Des salariés sous le choc
Les équipes du Grand Café, qui comptent une dizaine de permanents, découvrent avec stupeur les conséquences de cette annonce. Plusieurs sources au sein du centre confirment à Libération que la direction municipale n'a pas consulté les salariés avant de prendre sa décision. « On nous a simplement informés que notre poste serait supprimé ou transformé, sans aucune discussion sur les alternatives », a témoigné une employée.
Face à cette situation, certains salariés envisagent de se mobiliser pour sauver le centre ou négocier des conditions de départ plus favorables. Une réunion est prévue la semaine prochaine avec la direction des affaires culturelles de la ville pour tenter d'obtenir des clarifications. La municipalité n'a pas encore répondu aux sollicitations de la presse sur ce dossier.
Un contexte politique et budgétaire en question
Cette décision s'inscrit dans un contexte de restrictions budgétaires pour les collectivités locales, la ville de Saint-Nazaire n'échappant pas à la règle.

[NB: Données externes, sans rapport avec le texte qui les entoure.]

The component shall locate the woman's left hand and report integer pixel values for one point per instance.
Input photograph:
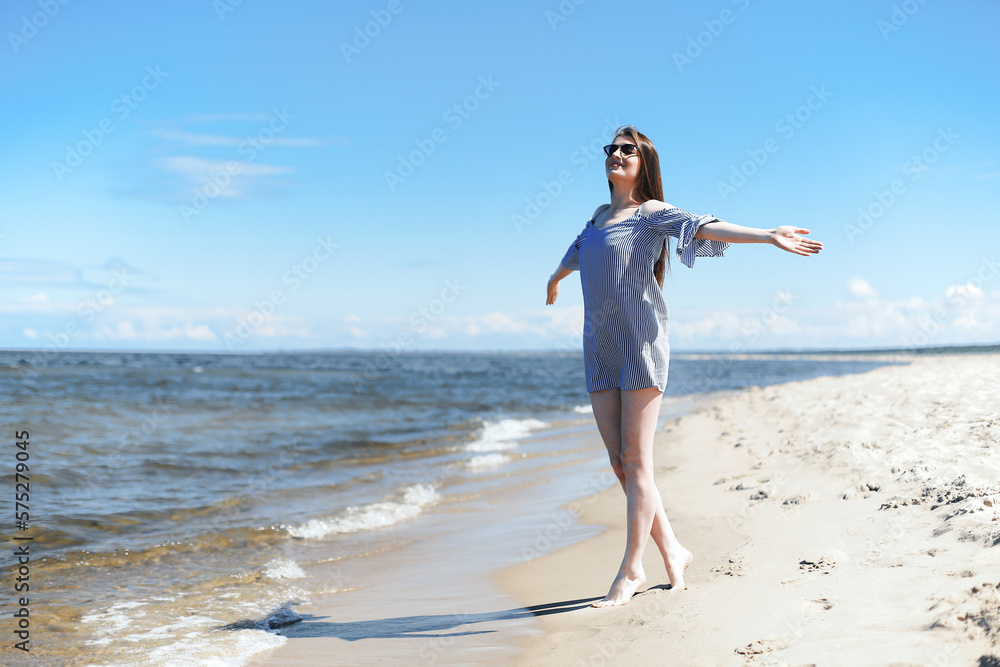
(787, 238)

La mairie justifie le changement de vocation du lieu par la nécessité de rationaliser ses dépenses culturelles, sans pour autant détailler les économies réalisées ni le nouveau projet envisagé. « Il faut adapter l'offre culturelle aux réalités budgétaires », a déclaré un élu municipal sous anonymat, sans préciser si d'autres structures culturelles locales étaient menacées.

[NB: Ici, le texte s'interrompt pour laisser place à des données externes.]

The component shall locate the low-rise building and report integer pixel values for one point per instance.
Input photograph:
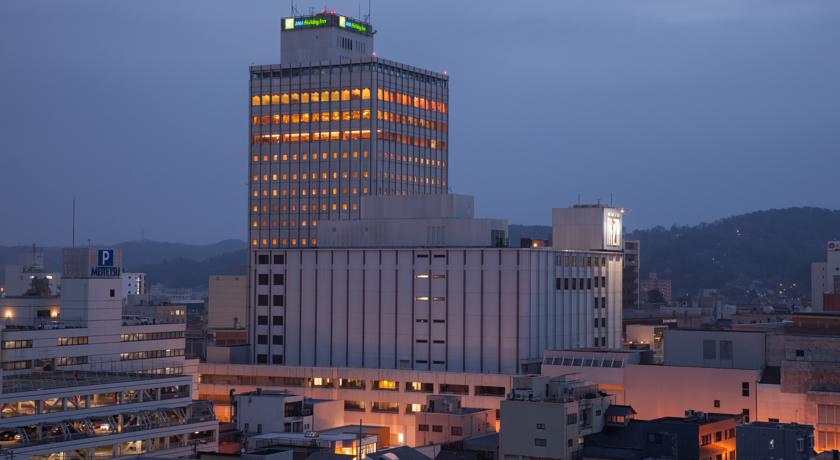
(788, 441)
(697, 435)
(444, 421)
(89, 383)
(548, 417)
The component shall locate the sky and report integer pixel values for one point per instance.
(681, 111)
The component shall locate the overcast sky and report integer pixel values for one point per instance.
(685, 111)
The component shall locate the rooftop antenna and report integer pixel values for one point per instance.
(74, 223)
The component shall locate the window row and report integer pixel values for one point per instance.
(282, 242)
(583, 361)
(313, 156)
(314, 117)
(411, 179)
(311, 97)
(334, 191)
(316, 136)
(256, 179)
(581, 283)
(412, 121)
(413, 159)
(71, 360)
(569, 260)
(277, 279)
(277, 300)
(275, 339)
(15, 344)
(412, 101)
(92, 400)
(149, 354)
(143, 336)
(62, 341)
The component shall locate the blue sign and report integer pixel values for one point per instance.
(105, 264)
(106, 258)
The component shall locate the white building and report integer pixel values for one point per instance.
(399, 302)
(547, 418)
(133, 284)
(825, 278)
(87, 383)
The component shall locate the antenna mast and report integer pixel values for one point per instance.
(74, 222)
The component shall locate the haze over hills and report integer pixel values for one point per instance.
(749, 251)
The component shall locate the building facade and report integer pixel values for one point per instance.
(90, 382)
(547, 417)
(825, 280)
(332, 123)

Pourtant, des élus d'opposition au conseil municipal ont déjà réagi avec scepticisme. « Fermer un lieu aussi emblématique sans concertation préalable relève d'une décision mal préparée », a critiqué un conseiller municipal de droite. De son côté, la majorité PS se refuse pour l'instant à tout commentaire public, se contentant de renvoyer vers un communiqué de presse publié hier.
La ville de Saint-Nazaire, connue pour son patrimoine industriel et son dynamisme culturel, se retrouve ainsi au cœur d'un débat sur l'avenir de ses institutions artistiques. Une question qui dépasse largement les murs du Grand Café et interroge la politique culturelle des collectivités locales en période de contraintes budgétaires.